The mistake was not null references per se. The mistake was having all references be implicitly nullable.

He states around minute 25 the solution to the problem is to explicitly represent null in the type system, so nullable pointers are explicitly declared as such. But it can be complex to ensure that non-nullable references are always initialized to a non-null value, which is why he chose the easy solution to just let every reference be nullable.


Replies

deathanatosyesterday at 6:59 PM

I think even having references that aren't necessarily null is only part of it. Image that your language supports two forms of references, one nullable, one not.
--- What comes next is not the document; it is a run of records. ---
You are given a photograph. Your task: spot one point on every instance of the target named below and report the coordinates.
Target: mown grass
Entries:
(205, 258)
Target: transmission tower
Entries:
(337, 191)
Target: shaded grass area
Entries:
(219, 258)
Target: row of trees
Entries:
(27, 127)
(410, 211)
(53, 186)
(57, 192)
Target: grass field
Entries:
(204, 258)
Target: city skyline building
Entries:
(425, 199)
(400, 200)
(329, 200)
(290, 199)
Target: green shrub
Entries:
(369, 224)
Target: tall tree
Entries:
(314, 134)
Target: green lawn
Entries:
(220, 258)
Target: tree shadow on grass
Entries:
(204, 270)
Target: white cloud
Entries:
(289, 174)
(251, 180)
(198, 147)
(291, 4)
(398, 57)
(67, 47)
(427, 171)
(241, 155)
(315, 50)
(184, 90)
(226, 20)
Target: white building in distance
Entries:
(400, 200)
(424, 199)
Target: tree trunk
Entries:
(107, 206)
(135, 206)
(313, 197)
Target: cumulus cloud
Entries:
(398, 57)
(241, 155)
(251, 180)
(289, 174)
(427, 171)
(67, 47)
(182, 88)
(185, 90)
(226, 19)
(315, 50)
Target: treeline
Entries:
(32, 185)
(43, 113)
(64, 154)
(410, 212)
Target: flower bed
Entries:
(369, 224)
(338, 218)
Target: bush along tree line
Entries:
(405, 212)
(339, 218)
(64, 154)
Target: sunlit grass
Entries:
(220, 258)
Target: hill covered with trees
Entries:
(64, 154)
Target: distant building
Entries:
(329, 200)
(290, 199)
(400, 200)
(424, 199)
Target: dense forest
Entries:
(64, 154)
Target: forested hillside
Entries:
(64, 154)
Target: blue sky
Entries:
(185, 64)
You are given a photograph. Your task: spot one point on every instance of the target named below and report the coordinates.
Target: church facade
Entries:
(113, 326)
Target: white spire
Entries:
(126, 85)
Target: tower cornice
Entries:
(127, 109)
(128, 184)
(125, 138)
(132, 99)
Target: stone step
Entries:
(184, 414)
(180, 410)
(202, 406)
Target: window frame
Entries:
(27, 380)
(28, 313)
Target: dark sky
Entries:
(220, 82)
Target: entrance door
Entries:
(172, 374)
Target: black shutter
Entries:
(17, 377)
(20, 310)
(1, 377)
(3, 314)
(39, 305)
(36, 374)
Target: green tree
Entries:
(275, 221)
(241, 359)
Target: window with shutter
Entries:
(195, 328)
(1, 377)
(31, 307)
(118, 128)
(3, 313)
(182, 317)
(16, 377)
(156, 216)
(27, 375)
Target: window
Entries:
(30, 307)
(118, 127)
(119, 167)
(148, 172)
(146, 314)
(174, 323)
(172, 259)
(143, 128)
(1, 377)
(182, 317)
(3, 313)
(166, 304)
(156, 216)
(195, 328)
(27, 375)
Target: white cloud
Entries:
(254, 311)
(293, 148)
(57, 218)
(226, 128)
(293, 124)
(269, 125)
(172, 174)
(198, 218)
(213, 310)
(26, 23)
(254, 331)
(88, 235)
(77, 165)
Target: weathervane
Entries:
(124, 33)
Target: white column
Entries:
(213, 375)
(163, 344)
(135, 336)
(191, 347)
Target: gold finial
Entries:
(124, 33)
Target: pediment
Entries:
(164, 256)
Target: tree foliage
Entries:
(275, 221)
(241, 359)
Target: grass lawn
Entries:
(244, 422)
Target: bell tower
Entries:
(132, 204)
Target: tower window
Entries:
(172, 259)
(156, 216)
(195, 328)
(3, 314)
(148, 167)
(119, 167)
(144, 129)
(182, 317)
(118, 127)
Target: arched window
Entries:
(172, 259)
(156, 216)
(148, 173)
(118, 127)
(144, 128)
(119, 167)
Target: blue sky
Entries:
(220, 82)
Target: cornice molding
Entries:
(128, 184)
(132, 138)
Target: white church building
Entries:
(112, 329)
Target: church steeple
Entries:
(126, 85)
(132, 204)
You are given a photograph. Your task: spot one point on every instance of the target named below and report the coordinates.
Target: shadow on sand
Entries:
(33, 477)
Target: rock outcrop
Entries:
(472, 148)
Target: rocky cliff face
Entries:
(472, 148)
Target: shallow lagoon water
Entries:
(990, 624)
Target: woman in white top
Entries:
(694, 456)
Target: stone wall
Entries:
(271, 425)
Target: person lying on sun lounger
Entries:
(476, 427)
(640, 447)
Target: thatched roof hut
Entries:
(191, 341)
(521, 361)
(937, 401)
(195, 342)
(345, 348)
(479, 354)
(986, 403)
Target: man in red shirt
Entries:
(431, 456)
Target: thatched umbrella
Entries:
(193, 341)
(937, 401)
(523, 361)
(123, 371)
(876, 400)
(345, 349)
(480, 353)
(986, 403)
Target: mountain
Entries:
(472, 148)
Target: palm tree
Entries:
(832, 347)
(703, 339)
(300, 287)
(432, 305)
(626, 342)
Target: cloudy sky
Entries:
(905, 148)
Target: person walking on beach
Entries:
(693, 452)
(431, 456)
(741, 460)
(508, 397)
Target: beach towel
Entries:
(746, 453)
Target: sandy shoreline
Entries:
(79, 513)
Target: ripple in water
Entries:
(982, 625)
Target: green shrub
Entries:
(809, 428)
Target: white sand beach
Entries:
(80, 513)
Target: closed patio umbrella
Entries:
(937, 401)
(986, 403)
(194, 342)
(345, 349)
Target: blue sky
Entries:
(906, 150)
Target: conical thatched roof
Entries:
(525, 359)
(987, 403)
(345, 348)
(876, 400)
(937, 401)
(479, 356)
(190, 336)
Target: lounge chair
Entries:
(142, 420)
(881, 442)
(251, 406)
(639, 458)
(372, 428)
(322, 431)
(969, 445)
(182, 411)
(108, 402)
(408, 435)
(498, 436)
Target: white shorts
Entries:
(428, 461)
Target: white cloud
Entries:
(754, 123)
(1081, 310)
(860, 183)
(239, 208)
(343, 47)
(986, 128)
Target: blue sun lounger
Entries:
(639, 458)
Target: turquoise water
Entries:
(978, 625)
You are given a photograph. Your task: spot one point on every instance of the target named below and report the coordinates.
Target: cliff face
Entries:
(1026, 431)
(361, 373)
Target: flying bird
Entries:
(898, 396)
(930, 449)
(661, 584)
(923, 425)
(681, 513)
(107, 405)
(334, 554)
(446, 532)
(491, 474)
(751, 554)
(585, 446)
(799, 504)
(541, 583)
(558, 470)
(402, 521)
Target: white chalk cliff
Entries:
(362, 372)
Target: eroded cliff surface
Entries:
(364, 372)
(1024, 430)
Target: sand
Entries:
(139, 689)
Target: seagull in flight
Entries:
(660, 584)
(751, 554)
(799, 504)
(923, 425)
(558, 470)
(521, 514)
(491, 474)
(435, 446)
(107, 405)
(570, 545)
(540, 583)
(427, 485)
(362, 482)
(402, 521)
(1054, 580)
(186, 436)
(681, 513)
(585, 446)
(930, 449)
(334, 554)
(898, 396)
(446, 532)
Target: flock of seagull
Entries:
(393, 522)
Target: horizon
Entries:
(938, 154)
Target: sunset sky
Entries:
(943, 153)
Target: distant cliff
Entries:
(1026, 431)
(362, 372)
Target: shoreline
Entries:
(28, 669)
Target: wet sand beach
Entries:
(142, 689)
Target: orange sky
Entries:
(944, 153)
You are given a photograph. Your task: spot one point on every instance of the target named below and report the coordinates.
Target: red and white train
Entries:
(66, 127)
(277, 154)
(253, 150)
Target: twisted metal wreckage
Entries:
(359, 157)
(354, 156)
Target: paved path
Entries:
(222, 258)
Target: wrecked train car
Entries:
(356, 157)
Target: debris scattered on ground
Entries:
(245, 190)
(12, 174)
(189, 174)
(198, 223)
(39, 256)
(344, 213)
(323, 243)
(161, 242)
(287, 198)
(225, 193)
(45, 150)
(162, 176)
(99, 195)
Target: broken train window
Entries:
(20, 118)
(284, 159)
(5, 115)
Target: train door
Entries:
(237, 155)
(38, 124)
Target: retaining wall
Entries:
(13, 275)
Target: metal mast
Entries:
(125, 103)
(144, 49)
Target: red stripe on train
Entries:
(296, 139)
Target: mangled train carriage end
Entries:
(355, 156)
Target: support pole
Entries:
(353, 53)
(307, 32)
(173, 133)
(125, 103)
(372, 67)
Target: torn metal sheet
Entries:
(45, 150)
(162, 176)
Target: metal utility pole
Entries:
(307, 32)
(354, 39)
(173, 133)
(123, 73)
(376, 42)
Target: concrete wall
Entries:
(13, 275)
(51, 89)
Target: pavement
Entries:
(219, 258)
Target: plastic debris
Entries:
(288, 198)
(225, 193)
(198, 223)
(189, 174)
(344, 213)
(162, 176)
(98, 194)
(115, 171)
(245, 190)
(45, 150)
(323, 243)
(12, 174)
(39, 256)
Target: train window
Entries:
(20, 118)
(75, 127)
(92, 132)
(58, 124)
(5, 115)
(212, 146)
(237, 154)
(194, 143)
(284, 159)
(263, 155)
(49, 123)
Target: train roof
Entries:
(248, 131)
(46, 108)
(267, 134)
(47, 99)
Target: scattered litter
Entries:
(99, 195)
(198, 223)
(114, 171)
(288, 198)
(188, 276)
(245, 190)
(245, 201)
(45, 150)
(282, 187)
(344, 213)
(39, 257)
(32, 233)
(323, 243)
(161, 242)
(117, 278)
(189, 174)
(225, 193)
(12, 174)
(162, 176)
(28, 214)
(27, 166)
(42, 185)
Let's just borrow C++ here:

  &ref_that_cannot_be_null
  *ref_that_can_be_null
The latter is still a bad idea, even if it isn't the only reference form, and even if it isn't the default, if it lets you do this:

  ref_that_can_be_null->thing()
Where only things that are, e.g., type T have a `thing` attribute. Nulls are "obviously" not T, but a good number of languages' type system which permit nullable reference, or some form of it, permit treating what is in actuality T|null in the type system as if it were just T, usually leading to some form of runtime failure if null is actually used, ranging from UB (in C, C++) to panics/exceptions (Go, Java, C#, TS).

It's an error that can be caught by the type system (any number of other languages demonstrate that), and null pointer derefs are one of those bugs that just plague the languages that have it.